Entity Extraction enables automated redaction for data protection

Sensitive Internal Organizational Data Is Increasingly Exposed to the Outside

We all know the case of the hapless employee who mistakenly uploads sensitive documents to a public cloud without adequate security safeguards. In another insider thread scenario, it may be a malicious insider who gains access to sensitive organizational data and releases it to the world. Additionally, cyber attacks on an organization by external actors often result in data breaches.

In an age, moreover, where an ever-increasing number of organizations are outsourcing a lot of their storage and computing capability to third-party clouds, more and more individuals are potentially gaining access to internal organizational data. Organizations need more effective ways of protecting their data.

Governments Try to Safeguard Privacy

In response to these data protection concerns, government bodies have begun initiatives such as the European Union’s GDPR and California’s CCPA to impose regulations on organizations regarding their handling of sensitive data. The organizations themselves have focused on setting up more granular restrictions on data access and protecting their network perimeter.

Redaction to the Rescue

There is also one important additional tool available: redaction (aka data masking). Redaction refers to the hiding of sensitive data.

Redaction is necessary in many areas beyond protecting against a breach of sensitive internal data, as for example during legal discovery or when the Government releases documents in compliance with FOIA requests. In other situations, organizations do want to share information internally across corporate boundaries, but they need to keep some of the sensitive data hidden. For example, data used in a production environment may need to be made available in a development environment to support further system improvement. It may not be wise, however, for the engineers or other personnel in the development environment to see that data (e.g., a document containing customers’ PII data).

This is where redaction comes in. For example, a redaction tool can take sensitive data and mask it, while preserving data characteristics such as formatting that is critical for engineers to understand. An example is the simple one of taking all credit card numbers and substituting fictitious ones that have the same number of digits.

Redacting Unstructured Data Poses Special Problems

Redaction is fairly straightforward in the case of structured data. It is less so in the case of unstructured data, which refers to ordinary human language such as is found in corporate memos or HR documents containing employee information. The challenge here is that the location of sensitive data in unstructured text is unpredictable. Items such as names, dates of birth, addresses, social security numbers, etc. can show up anywhere in a document. It’s totally unlike structured data whose location and semantic type can be readily located in a database. Fortunately, there’s a technology, Named Entity Recognition (another name for Entity Extraction), which can help.

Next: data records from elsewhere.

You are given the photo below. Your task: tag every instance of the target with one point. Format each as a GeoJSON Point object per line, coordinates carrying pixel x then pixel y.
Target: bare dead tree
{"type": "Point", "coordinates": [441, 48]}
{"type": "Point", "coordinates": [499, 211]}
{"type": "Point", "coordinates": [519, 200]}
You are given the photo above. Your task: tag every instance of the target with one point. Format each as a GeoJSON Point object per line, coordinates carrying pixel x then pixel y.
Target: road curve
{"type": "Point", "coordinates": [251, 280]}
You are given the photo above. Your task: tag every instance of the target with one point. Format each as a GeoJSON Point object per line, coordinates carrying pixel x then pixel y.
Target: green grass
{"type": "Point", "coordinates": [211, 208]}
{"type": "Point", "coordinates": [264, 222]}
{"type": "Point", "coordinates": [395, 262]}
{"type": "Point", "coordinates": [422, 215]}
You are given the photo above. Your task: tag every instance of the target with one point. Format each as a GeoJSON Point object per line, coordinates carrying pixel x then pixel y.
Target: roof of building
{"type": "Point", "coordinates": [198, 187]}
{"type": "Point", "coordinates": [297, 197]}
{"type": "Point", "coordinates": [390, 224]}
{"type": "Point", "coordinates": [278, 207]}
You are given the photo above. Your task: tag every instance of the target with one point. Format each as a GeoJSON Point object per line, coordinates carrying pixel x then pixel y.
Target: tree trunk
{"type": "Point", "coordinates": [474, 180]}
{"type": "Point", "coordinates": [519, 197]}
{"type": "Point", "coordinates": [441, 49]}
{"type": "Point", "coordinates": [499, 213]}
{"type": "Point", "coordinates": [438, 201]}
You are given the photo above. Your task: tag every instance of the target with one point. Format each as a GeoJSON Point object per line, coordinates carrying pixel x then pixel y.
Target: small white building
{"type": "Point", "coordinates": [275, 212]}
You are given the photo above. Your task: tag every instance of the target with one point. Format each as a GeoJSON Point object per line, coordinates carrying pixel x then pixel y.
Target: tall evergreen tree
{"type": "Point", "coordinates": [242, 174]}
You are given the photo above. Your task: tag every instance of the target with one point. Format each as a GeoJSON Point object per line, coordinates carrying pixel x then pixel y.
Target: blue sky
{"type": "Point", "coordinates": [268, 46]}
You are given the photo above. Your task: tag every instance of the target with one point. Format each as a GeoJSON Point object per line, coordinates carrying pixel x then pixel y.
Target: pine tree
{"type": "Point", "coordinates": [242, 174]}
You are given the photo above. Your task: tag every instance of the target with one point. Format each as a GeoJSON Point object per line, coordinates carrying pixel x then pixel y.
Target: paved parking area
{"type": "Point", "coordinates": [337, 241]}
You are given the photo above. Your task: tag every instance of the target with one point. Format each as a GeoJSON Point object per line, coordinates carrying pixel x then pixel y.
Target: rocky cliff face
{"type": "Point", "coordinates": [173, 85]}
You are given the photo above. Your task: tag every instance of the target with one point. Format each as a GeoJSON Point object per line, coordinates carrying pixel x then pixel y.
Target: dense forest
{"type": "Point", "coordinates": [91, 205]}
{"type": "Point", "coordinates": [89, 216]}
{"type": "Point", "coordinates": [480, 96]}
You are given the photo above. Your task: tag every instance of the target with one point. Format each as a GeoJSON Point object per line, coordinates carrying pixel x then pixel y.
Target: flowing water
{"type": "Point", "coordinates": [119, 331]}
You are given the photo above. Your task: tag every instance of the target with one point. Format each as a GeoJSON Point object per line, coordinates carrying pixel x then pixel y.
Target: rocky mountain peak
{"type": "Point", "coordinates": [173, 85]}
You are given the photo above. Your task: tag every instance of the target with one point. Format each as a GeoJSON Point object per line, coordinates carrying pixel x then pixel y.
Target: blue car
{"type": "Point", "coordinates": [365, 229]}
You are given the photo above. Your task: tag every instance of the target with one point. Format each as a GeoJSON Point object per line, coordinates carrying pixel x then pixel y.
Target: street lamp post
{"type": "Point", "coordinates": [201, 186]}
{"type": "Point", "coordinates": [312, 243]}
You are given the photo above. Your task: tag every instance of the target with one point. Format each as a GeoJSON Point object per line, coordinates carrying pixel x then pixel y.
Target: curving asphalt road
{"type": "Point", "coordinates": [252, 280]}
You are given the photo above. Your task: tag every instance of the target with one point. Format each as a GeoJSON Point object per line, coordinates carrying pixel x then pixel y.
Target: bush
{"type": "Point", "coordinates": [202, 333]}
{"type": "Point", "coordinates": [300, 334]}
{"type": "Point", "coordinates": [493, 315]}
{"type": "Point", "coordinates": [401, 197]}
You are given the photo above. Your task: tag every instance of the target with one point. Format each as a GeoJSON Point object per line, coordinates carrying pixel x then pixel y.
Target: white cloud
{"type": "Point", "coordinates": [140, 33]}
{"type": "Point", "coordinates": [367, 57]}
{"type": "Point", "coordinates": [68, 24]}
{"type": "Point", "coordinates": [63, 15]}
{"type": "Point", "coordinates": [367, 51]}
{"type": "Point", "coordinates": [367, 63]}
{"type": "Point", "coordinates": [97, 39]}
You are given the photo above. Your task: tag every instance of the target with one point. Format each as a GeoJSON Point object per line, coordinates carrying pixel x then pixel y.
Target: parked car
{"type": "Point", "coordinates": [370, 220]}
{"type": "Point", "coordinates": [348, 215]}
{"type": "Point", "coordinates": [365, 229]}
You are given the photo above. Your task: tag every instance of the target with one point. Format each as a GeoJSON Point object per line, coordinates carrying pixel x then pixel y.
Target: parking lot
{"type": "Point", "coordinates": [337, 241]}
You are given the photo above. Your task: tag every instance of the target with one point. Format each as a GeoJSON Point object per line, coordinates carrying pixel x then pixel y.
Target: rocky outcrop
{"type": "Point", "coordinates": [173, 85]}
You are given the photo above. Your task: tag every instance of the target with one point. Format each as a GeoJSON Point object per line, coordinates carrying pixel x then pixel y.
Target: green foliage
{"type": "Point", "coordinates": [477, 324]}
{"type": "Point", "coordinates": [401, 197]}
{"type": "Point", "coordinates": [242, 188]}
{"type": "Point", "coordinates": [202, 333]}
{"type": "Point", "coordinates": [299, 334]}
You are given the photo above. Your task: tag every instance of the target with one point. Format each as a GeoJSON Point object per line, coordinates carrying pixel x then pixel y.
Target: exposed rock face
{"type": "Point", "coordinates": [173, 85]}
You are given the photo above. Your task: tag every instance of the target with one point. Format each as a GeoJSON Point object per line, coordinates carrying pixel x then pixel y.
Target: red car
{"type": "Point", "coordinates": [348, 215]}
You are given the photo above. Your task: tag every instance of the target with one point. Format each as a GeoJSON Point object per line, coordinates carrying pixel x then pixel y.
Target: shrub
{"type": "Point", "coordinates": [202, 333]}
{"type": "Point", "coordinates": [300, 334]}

How Entity Extraction Helps Protect Sensitive Data

Entity Extraction identifies occurrences of key concepts in text, such as names of people and organizations and classifies their semantic types (e.g., PERSON, COMPANY, STATE). It works not by having long lists of these concepts. Rather it uses sophisticated algorithms to locate them. To do this it looks in the immediate context of, say, a person name for clues indicating that a name is present. The key critical contribution of Entity Extraction is that it identifies occurrences of names that have not been seen before. It doesn’t work with simply a long list of known names. It dynamically identifies, with high accuracy, new ones.

One of the challenges to finding and redacting names in unstructured text include the fact that personal names may appear on first occurrence in their full form, e.g., “John Donaldson,” but then use shorter forms on subsequent occurrences in the same document, “John,” “Mr. Donaldson,” or “Donaldson.”  In cases of company names, both the full name and an acronym may appear, e.g., “Booz Allen Hamilton, Inc.” vs. “BAH.” These shorter forms of a name need to be identified and redacted along with their full form since they may effectively identify someone as much as the full form does. In order to preserve the fact that it was referring to the same entity, the referential chain may also need to be preserved (e.g., all the occurrences should be replaced with PERSON-1).

Entity Extraction also handles other difficult phenomena such as ambiguity between an item that could be a name as well as something else: “Apple” as company vs. “apple” as a fruit. The former needs to be redacted, not the latter. A name like “Mary White” needs to be redacted even though its second element can be a simple color adjective in another, non-name context. Certain ethnic types of names offer their own challenges. Arabic names can be long: “Abdurrahman al-Rashid al-Ayyubi.” The entire name needs to be redacted, not parts of it.

Entity Extraction Automates Redaction of Unstructured Data

Entity Extraction is able to identify a wide range of concepts and not just person or organization names. For example, its coverage includes all kinds of numerical amounts that are obviously sensitive:

  • Social security numbers
  • Credit card numbers
  • Account numbers
  • Phone numbers
  • etc.

Other kinds of data include Place of Birth, Date of Birth, and addresses (both physical and email).

These sensitive items may be contained anywhere in the entirety of an organization’s unstructured text holding, so effectively redacting them requires a fast and scalable technology such as Entity Extraction to handle the job. Redaction done purely by humans isn’t up to the task in today’s vast data environments.